## Project 3 - Group 7 ##

In [1]:
import pandas as pd
import numpy as np
from sklearn import preprocessing

**Extracting Data From Last.FM**

In [None]:
# WARNING: Do not run this cell unless you want to replace the CSV file
import time
from IPython.core.display import clear_output
import requests

API_KEY = '3b7edf89f3e5d5af2746988a93b5c39e'
headers = {'user-agent': 'machinelearning'}
url = 'https://ws.audioscrobbler.com/2.0/'

responses = []
page = 1
total_pages = 99999

while page <= 2: # set the number of pages we want to download. replace with "total_pages" to download everything.
    payload = {'method': 'chart.gettoptracks', 'api_key': API_KEY, 'format': 'json', 'page' : page}

    print("Requesting page {}/{}".format(page, total_pages)) # print some output so we can see the status
    clear_output(wait = True)

    response = requests.get(url, headers=headers, params=payload)
    if response.status_code != 200: # if we get an error, print the response and halt the loop
        print(response.text)
        break

    page = int(response.json()['tracks']['@attr']['page']) # extract pagination info
    total_pages = int(response.json()['tracks']['@attr']['totalPages'])

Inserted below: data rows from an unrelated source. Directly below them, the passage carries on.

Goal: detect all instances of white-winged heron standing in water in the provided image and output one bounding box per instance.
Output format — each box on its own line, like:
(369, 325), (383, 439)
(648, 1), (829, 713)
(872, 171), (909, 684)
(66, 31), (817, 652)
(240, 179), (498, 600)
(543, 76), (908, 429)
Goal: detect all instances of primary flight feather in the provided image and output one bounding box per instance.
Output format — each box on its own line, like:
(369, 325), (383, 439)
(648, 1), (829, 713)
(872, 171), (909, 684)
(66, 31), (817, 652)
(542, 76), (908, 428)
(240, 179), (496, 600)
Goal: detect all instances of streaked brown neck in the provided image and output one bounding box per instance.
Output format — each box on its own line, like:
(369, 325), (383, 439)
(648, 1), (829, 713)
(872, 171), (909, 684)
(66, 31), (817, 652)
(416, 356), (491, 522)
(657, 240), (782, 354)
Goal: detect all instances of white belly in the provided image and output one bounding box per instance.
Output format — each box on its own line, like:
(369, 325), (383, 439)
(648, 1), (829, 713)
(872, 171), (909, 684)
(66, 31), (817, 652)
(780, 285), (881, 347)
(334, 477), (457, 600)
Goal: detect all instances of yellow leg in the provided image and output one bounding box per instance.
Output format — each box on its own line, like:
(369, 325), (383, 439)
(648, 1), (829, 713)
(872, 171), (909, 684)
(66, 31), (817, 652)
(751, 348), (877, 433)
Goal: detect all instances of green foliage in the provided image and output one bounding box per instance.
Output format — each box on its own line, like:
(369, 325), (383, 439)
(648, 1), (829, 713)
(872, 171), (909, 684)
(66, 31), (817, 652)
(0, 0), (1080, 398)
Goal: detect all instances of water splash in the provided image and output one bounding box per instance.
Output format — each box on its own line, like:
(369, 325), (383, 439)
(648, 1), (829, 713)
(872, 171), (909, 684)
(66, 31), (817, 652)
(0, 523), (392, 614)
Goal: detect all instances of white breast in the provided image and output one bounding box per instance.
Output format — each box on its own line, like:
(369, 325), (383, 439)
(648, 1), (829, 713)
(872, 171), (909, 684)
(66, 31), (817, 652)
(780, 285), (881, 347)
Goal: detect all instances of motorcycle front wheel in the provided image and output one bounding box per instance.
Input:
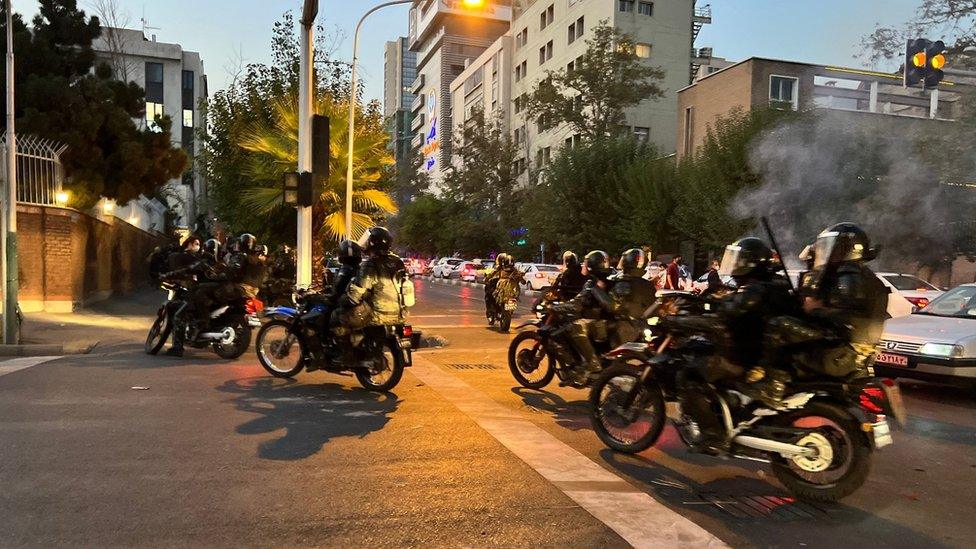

    responses.append(response) # append response
    time.sleep(0.1) #avoid requesting too fast. I don't know if we will actually get banned without this
    page += 1 # increment the page number

frames = [pd.DataFrame(r.json()['tracks']['track']) for r in responses]
df = pd.concat(frames)
df.drop(['duration', 'playcount', 'listeners', 'streamable', 'image', 'url', 'mbid'], axis=1, inplace=True)
df = df.reset_index(drop=True)
df.rename(columns = {'name':'track'}, inplace = True)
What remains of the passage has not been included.